Check out the latest recommended times in our Cooking Guidelines.

  1. Preheat the oven to 220C / fan 200C / gas mark 7. Dice the aubergine into 2cm cubes. Place onto a lined baking tray, drizzle with 1 tbsp oil and season with sea salt and black pepper. Roast for 18-20 mins, until soft and golden.
  2. Heat a large saucepan filled with salted boiling water on high heat. Add the quinoa and boil for 13-14 mins, until cooked, then drain.
  3. Meanwhile, finely slice the onion and finely chop or crush the garlic. Heat a large frying pan with 1 tbsp oil on medium heat and cook the onion for 5-7 mins, until softened.
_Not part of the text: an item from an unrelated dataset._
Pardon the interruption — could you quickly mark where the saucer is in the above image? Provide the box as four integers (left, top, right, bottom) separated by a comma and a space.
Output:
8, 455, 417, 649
Add the Heura chick'n and continue to cook for 3-4 mins, until starting to brown.
  4. Add the garlic, smoked paprika and cumin to the pan and cook for 1 minute. Drain and rinse the chickpeas then add to the pan, along with the passata and 250ml water. Crumble in the stock cube and stir to dissolve. Simmer for 6-8 mins, until the sauce has thickened.
  5. Roughly chop the coriander. Once roasted, stir the aubergine and half the coriander into the drained quinoa. Season with sea salt to taste.
  6. Just before serving, stir the spinach into the tagine to wilt and add the remaining coriander. Season to taste with sea salt and black pepper, then serve in bowls alongside the quinoa.